Top 20 Metro Areas Get 28% of Road Stimulus, 61% of Transit Stimulus
Cities are getting a disproportionately small share of the road money given out by the White House’s stimulus plan, but the nation’s top 20 metro areas are doing better when it comes to transit — taking in 61 percent of the transit stimulus cash allocated so far, according to an analysis by Streetsblog Capitol Hill.
That share for the top 20 cities (viewable in graphic form here) can be compared to the 28 percent of road money received by the same metro areas, according to a New York Times analysis published today.
But it’s important to note that the Federal Transit Administration (FTA) got $8.4 billion in the
stimulus law, a much smaller share than the $26.6 billion that went to
roads. Does 61 percent of a much smaller pie balance out 28 percent of a larger pie?
The same 20 metro areas generate 46 percent of the nation’s GDP, the Times found.
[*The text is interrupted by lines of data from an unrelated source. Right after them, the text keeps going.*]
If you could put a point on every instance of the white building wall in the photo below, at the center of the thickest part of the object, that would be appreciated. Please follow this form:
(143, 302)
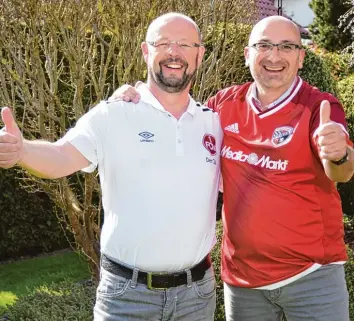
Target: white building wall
(298, 10)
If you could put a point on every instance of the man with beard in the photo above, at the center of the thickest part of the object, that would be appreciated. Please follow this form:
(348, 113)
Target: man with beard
(285, 144)
(158, 163)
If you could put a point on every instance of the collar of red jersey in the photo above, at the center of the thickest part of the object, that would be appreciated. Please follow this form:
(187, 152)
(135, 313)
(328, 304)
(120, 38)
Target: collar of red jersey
(292, 90)
(149, 98)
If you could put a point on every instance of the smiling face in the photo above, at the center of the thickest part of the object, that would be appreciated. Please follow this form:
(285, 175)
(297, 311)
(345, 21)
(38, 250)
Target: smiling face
(274, 70)
(171, 58)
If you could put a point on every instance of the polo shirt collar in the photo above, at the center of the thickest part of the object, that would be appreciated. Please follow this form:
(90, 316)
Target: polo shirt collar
(149, 98)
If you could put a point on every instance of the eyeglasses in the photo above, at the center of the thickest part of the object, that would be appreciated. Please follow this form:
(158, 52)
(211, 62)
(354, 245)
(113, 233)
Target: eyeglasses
(265, 47)
(183, 45)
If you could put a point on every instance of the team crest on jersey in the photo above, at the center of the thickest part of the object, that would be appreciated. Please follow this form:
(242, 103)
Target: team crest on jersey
(282, 135)
(209, 142)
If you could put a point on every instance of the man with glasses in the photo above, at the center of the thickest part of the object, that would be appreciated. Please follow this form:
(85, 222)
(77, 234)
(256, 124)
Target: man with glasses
(285, 144)
(159, 167)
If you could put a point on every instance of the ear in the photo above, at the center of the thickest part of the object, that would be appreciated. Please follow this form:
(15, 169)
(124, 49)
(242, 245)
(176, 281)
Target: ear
(145, 51)
(301, 58)
(201, 52)
(246, 55)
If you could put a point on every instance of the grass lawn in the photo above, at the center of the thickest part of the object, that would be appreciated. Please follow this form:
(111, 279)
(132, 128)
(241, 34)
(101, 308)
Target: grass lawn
(21, 277)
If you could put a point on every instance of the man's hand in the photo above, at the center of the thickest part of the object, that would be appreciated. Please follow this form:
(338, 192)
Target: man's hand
(11, 140)
(126, 93)
(331, 137)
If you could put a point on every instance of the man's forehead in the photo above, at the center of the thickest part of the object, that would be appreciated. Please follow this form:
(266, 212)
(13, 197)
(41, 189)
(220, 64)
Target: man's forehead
(172, 27)
(280, 31)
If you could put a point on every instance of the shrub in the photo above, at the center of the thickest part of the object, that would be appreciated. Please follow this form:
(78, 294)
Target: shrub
(28, 224)
(316, 72)
(349, 275)
(60, 302)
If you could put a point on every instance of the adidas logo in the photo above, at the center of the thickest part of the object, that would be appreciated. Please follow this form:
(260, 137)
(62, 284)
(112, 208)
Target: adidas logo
(234, 128)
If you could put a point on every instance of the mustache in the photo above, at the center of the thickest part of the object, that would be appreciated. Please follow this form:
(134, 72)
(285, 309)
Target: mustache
(173, 60)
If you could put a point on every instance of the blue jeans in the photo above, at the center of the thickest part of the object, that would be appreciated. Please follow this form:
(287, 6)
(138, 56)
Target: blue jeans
(318, 296)
(120, 299)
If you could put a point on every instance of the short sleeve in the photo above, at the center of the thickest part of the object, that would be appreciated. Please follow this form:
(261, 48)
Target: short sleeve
(88, 135)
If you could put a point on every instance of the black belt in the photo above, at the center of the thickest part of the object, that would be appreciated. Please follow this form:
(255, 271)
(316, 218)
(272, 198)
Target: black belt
(158, 280)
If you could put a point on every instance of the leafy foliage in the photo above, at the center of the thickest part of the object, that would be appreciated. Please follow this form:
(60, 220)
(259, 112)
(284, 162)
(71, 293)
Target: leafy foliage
(28, 223)
(325, 27)
(58, 302)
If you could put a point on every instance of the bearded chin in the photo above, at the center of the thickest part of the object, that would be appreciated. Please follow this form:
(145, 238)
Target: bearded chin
(171, 84)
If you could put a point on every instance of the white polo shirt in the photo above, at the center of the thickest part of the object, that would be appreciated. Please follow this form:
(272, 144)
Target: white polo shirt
(159, 178)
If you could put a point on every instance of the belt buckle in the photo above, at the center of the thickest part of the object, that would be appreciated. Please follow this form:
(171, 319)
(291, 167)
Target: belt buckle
(149, 281)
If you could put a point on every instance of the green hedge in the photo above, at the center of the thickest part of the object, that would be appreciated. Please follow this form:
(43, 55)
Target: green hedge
(75, 302)
(28, 223)
(61, 302)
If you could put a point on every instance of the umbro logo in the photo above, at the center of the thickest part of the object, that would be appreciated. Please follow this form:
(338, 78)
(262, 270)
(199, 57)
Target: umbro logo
(146, 137)
(234, 128)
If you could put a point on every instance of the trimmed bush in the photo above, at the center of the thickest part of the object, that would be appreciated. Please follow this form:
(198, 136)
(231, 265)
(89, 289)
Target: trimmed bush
(28, 223)
(61, 302)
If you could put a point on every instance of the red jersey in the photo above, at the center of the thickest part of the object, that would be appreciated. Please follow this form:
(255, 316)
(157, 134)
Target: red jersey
(282, 213)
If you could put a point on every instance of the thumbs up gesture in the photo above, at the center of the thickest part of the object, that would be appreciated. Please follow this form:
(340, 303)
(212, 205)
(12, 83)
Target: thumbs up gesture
(11, 141)
(331, 136)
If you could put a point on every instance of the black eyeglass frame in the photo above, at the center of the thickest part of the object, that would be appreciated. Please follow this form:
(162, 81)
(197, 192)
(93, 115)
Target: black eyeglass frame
(272, 45)
(156, 44)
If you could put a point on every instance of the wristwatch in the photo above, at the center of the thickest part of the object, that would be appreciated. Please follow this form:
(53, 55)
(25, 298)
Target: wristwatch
(342, 160)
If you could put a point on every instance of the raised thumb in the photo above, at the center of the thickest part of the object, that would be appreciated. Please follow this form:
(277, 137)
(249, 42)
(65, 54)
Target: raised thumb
(9, 121)
(325, 111)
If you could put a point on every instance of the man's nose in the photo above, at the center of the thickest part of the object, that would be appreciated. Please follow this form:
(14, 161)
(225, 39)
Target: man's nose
(274, 54)
(174, 48)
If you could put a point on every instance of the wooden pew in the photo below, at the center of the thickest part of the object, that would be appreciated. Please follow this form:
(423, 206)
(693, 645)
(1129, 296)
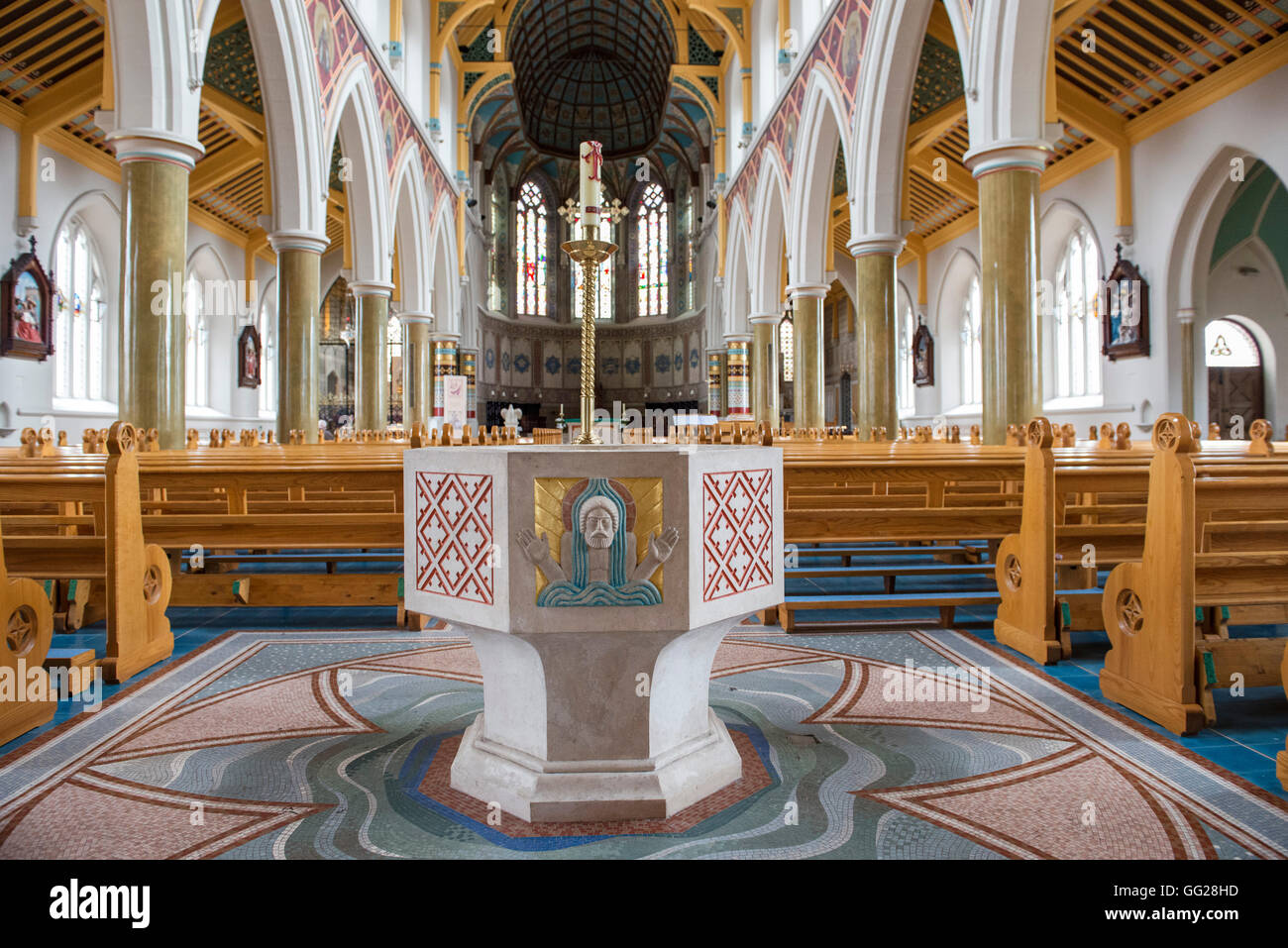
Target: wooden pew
(1157, 665)
(136, 576)
(859, 494)
(29, 626)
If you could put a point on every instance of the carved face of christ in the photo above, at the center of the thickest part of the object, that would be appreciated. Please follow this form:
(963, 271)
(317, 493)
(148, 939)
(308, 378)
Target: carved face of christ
(597, 524)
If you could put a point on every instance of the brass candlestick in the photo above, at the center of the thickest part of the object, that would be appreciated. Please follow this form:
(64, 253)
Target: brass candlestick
(589, 254)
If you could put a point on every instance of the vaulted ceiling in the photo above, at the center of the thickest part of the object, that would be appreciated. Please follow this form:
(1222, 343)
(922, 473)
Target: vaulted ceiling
(591, 71)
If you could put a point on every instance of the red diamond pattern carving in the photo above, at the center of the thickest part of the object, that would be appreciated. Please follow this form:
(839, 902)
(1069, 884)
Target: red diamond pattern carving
(454, 536)
(737, 532)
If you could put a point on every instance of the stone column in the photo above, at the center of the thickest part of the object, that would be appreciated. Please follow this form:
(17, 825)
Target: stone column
(876, 334)
(445, 365)
(737, 389)
(764, 368)
(807, 355)
(715, 381)
(1010, 322)
(299, 298)
(469, 369)
(1186, 318)
(417, 377)
(372, 375)
(154, 256)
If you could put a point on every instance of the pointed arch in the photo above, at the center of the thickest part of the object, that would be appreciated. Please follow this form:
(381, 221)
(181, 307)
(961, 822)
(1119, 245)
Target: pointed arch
(822, 132)
(410, 231)
(769, 226)
(893, 46)
(737, 304)
(445, 275)
(356, 119)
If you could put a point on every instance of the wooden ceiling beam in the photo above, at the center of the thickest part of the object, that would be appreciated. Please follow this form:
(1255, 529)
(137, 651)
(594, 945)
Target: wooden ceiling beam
(64, 101)
(923, 132)
(235, 114)
(227, 163)
(957, 179)
(1068, 13)
(1094, 117)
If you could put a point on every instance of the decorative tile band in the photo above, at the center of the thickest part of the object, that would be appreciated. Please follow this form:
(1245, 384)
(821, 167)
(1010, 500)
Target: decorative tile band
(445, 365)
(739, 381)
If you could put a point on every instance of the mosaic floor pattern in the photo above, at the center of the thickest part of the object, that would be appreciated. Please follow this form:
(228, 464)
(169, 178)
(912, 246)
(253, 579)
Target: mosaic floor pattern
(338, 745)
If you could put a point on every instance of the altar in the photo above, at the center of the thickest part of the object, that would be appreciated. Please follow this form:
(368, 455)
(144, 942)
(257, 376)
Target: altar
(595, 583)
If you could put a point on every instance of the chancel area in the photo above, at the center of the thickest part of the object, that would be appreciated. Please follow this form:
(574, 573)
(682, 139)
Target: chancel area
(674, 429)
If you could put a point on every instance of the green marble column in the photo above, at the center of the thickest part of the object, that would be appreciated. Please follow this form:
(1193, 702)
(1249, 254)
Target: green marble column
(807, 352)
(154, 258)
(417, 369)
(764, 368)
(1010, 322)
(299, 277)
(875, 337)
(372, 351)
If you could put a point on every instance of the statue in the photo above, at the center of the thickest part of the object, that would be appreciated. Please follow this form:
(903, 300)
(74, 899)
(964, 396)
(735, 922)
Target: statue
(599, 544)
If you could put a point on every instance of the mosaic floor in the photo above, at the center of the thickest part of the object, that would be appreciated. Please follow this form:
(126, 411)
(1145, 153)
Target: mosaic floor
(336, 745)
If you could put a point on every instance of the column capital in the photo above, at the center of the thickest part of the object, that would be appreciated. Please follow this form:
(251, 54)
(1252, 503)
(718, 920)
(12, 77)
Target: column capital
(155, 145)
(811, 290)
(297, 240)
(1029, 155)
(890, 244)
(372, 287)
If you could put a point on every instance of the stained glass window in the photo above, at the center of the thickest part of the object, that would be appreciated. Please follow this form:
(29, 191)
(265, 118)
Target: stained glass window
(605, 269)
(78, 316)
(196, 369)
(651, 223)
(973, 353)
(531, 252)
(903, 365)
(395, 373)
(1231, 344)
(268, 356)
(494, 294)
(1077, 324)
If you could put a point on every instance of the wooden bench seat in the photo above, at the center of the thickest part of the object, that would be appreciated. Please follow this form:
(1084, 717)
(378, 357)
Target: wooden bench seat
(134, 575)
(1158, 664)
(947, 603)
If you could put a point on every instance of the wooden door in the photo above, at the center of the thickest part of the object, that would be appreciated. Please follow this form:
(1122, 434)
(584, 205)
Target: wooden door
(1235, 390)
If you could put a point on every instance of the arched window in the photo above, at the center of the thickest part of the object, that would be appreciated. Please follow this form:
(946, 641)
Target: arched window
(787, 348)
(268, 357)
(973, 353)
(604, 305)
(1077, 324)
(196, 372)
(1229, 346)
(494, 298)
(651, 223)
(395, 373)
(529, 244)
(78, 316)
(903, 363)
Asked to respond to the Times’ piece, which echoes a report issued last month by the U.S. Conference of Mayors, a spokeswoman for the U.S. DOT pointed to its focus on road projects to the exclusion of transit:
A tunnel vision focus on where
highway dollars are going does not give a complete picture of the impact the
Recovery Act is having on cities around the country.
Billions of dollars in
transit money are already out the door and more is on the way to help our urban
centers with their vital transportation systems that carry millions of people
The U.S. DOT’s contention is correct, in a sense; large cities did receive the lion’s share of the stimulus’ transit cash. Still, only 10 percent of cities’ transit stimulus money could be used to close deficits in their operating budgets, which amounted to small potatoes for many large urban systems.
And what’s most stunning about the transit data may well be the metro areas that have gotten no targeted money yet from the FTA: Baltimore, St. Louis, Phoenix, Miami, and New York City.
The Times road-money data remains dismaying news for advocates who had pushed for cities to get a
direct share of the transportation stimulus, only to see states and
local metropolitan planning organizations (MPOs) — which tend to have a weakness for sprawl-inducing highway capacity projects — control the process.
What’s more, as my colleague Ryan noted,
the shortchanging of cities is a powerful argument for focusing more federal attention on cities’
transportation needs. The recently unveiled $450 billion bill from the
House transport committee does its part for urban planning, but its lack of performance targets to guide cities’ choice of projects remains a major question mark in that legislation.
(A couple of notes about Streetsblog Capitol Hill’s analysis: The source material was the FTA’s publicly available tally of stimulus grants. Also, a liberal interpretation of city boundaries was used, with suburban areas in a 50-mile radius counted as part of metro areas.)